If you want your company to be mission-driven yet scalable, every employee you hire and every action you take must be fully committed to the cause.
It's this all-or-nothing mentality that Shilpa Shah, co-founder of San Francisco-based sustainable retailer Cuyana, attributes to her brand's success for the past 10 years, as the entire company has embraced Cuyana's "fewer, better" ethos. The brand has gained a cult following, particularly for its classic leather tote. First introduced in 2012, it's still the brand's bestseller.
One decade ago, Shah and co-founder Karla Gallardo asked themselves: Is it possible for a retail company to have a mission-driven model that's both profitable and scalable? At that time, Shah saw businesses treating missions as an add-on; you would be considered sustainable if you had a carbon offset program but didn't make any other changes to your supply chain, for example. So in creating their direct-to-consumer (DTC) e-commerce brand, Gallardo and Shah focused on how the handmade products were sourced, manufactured, and delivered--not just how they sold and were marketed.
At Cuyana, production happens in small batches to prevent overproduction, and the brand encourages its customers to wear garments at least 50 times--when the global average is just seven times. The company doesn't overlook its products either-- every item has a two-year warranty policy to handle complimentary repairs for issues resulting in manufacturing defects.
"It's not enough just to have lip service, a department, or a group that focuses on [a cause]. It has to actually be inherent and throughout the company because [consumers] are demanding more," Shah says.

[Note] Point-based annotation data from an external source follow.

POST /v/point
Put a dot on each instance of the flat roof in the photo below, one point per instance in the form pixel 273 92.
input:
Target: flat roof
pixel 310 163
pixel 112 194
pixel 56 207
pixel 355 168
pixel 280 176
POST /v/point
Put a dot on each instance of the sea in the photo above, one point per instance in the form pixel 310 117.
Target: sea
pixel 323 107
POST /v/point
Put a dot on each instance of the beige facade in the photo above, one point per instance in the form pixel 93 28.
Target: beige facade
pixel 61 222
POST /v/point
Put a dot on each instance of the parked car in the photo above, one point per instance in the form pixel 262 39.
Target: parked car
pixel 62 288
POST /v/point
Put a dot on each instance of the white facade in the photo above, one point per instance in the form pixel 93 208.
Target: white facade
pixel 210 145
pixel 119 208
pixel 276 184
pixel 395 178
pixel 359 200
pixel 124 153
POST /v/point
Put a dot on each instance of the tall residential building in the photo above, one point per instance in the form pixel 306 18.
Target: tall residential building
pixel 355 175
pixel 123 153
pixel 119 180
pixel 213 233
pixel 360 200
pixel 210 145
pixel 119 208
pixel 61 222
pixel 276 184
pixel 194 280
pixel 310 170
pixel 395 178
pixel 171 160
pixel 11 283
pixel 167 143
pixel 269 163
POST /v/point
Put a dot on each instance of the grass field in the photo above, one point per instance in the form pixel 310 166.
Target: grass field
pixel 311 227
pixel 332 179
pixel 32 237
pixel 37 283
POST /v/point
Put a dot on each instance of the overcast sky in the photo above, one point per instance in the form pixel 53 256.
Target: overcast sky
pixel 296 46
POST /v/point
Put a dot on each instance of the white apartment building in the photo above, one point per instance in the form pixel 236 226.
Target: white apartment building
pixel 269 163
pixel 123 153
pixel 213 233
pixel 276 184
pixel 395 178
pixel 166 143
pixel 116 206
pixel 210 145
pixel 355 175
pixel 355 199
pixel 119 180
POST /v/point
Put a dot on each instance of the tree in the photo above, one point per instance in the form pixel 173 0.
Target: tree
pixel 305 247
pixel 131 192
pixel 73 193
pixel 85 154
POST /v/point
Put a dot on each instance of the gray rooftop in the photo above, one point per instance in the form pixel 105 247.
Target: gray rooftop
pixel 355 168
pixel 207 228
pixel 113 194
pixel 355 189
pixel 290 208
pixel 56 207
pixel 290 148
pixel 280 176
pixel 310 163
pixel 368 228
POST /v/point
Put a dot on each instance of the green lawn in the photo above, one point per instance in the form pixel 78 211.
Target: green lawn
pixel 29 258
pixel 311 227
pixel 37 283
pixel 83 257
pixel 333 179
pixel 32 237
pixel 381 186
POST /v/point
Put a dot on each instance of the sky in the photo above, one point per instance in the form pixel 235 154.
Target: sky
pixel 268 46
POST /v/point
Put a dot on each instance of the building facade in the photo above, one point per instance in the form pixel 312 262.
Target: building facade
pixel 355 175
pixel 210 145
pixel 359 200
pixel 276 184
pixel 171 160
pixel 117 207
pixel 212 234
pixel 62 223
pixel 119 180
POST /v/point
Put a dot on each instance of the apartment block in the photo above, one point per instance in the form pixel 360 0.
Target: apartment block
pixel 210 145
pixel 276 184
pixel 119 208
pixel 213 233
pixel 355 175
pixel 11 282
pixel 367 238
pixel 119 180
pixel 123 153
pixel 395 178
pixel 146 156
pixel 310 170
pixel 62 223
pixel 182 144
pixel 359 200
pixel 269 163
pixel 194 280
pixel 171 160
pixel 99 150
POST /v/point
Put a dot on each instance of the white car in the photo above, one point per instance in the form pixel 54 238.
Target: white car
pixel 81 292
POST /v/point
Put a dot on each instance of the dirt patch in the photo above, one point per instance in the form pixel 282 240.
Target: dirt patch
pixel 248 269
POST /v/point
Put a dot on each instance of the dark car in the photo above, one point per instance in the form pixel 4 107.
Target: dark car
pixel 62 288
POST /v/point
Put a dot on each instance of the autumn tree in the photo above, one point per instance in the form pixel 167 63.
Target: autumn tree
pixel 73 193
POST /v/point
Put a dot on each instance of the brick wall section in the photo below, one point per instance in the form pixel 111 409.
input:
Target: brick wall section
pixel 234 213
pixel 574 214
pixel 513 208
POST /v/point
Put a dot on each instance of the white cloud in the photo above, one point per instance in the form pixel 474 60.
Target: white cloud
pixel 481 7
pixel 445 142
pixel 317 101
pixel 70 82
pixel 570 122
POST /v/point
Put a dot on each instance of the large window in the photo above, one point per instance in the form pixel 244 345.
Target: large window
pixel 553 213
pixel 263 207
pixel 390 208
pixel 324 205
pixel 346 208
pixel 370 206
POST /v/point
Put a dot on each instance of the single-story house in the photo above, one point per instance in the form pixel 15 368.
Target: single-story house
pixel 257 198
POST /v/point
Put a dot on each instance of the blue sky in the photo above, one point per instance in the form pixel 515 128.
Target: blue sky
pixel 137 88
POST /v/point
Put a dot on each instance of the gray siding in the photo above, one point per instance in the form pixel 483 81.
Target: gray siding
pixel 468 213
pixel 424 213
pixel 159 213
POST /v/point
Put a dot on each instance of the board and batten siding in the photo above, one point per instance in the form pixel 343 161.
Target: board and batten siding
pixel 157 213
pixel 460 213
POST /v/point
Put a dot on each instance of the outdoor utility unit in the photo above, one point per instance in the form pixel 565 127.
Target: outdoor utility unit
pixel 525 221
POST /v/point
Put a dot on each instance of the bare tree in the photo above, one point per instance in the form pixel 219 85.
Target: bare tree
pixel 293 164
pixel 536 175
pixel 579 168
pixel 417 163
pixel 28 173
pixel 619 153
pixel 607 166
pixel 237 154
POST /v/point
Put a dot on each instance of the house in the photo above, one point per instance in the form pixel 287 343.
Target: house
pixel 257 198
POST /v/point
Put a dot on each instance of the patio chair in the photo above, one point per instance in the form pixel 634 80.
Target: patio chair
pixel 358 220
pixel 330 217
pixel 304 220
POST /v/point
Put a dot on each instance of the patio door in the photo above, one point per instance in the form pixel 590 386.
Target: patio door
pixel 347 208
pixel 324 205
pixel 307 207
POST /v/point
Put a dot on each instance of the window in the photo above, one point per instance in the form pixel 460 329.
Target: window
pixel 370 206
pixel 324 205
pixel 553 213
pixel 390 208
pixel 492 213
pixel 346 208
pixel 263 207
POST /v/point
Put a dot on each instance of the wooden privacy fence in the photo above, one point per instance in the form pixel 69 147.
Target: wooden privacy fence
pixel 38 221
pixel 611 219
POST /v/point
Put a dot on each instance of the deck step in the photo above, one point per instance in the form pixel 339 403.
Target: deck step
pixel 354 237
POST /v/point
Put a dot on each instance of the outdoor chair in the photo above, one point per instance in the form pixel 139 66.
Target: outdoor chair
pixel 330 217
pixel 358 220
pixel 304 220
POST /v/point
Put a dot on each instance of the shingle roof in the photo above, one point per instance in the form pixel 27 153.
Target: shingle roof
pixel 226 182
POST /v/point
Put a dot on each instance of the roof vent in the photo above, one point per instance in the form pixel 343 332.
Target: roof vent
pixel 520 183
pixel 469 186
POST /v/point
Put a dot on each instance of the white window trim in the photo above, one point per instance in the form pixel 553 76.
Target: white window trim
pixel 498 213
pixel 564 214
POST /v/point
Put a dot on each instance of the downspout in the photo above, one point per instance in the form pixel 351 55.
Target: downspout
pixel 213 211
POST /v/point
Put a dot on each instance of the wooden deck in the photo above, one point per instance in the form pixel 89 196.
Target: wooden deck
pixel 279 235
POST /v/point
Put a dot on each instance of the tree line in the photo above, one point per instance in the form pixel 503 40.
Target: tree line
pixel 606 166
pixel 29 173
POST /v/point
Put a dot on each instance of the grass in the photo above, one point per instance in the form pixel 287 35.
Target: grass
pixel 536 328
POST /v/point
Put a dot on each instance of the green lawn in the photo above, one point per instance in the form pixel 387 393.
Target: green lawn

Cuyana, which was honored by Inc. as Best in Business last year for staying true to its mission even amid the pandemic, says it sells 90 percent of the products the company makes, which is high for the industry, with an average sell-through rate of just 60 to 70 percent. From a two-person DTC operation in 2011, the retailer now has seven stores across the country and 150 employees, and it just completed a $30 million private funding round in 2019.
"It should never be a question of whether you should make an impact or make a better business decision," Shah says, adding that nuanced conversations may come up over time, but if you're able to tie mission into the model, then you don't have to make tradeoffs along the way.
Here, Shah shares lessons she's learned about effectively marketing a mission-driven company over the past 10 years.
Don't discount other customer interests
In watching other brands make the mistake of focusing too hard on their mission and not enough on the product at customer touch points, Shah learned that you can't push aside the basics. In other words, you don't want to overcompensate on information about your mission on product listings, social media posts, or labels to the point where a customer isn't sure if what they're buying looks cool and fits their needs.
In Cuyana's marketing, there's balanced information for customers' questions about a product being stylish and sustainable. "We wanted to show you could be both, and this is how we message it to the consumer--that you can indeed be both," Shah says.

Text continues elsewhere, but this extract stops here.